Summer camp for marching band players

A band camp typically refers to a high school, college, or university marching band summer camp. Band camp is often mandatory for members of the band and constitutes the majority of the preparation a marching band makes before its marching season (learning how to march, learning "sets" on the field, memorizing show songs). A high school marching band may travel to a college or university for band camp for use of its facilities (dormitories, fieldhouses, fields) and services, it may stay at the school, or go to a close by camp/retreat area. The time at band camp is used for focused rehearsals and time for bonding between band members. The auxiliary also learns and rehearses with the marching band.

Band camp is also used for more administrative purposes, such as fitting members for uniforms, giving information for the school’s other musical groups, finalizing the schedule of events for that school year, including football games, competitions, and other performances, as well as finalizing information for any trips the band may go on during the school year, including information about transportation, hotel or other accommodations, and events while the trip is going on.

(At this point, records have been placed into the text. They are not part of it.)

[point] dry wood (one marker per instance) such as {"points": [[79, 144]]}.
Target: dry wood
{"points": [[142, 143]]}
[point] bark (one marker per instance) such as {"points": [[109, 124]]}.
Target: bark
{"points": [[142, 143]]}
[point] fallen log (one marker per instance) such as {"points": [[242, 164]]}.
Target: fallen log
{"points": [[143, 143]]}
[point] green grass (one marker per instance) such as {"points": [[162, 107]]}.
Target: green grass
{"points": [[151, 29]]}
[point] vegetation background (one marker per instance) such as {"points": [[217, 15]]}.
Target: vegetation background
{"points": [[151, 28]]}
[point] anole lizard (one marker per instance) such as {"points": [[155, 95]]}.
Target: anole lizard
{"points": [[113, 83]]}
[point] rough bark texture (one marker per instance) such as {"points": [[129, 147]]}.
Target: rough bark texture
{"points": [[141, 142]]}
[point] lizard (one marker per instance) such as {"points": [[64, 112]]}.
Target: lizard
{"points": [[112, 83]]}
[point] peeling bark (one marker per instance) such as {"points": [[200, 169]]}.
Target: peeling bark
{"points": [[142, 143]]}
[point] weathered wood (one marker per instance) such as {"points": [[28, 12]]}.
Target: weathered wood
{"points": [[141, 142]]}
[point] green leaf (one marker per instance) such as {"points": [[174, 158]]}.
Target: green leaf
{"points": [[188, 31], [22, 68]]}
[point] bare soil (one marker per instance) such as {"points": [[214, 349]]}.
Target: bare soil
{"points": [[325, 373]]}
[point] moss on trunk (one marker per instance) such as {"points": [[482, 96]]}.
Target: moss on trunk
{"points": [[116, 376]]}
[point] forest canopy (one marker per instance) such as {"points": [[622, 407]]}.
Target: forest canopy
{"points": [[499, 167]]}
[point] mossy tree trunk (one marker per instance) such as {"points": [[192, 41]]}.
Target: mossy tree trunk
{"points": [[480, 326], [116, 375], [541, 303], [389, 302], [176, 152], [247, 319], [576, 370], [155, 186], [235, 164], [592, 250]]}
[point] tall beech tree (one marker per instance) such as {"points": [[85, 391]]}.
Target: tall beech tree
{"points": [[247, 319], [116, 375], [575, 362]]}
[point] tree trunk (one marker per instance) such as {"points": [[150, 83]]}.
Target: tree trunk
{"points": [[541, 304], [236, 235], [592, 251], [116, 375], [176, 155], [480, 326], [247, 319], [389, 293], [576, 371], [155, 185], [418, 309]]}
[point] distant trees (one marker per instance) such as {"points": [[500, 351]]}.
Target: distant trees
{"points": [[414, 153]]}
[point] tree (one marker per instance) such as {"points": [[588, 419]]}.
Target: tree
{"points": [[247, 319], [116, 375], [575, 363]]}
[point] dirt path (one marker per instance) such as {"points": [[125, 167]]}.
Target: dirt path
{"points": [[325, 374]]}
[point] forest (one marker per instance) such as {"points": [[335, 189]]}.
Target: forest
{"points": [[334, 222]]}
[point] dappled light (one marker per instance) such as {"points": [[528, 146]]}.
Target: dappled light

Band camp might also be used to refer to an individual camp where participants focus on developing their own musical skill, in which case it would more likely be called a music camp.

==In popular culture==

As marching band is a largely co-educational activity, and many such camps are overnight affairs with inadequate adult supervision, band camps have become infamous in popular culture for being the occasion of large amounts of sexual activity among the participants. The 1999 film American Pie makes extensive reference to this aspect of band camp, and a direct-to-DVD spin-off called American Pie Presents: Band Camp explores this subject in more detail.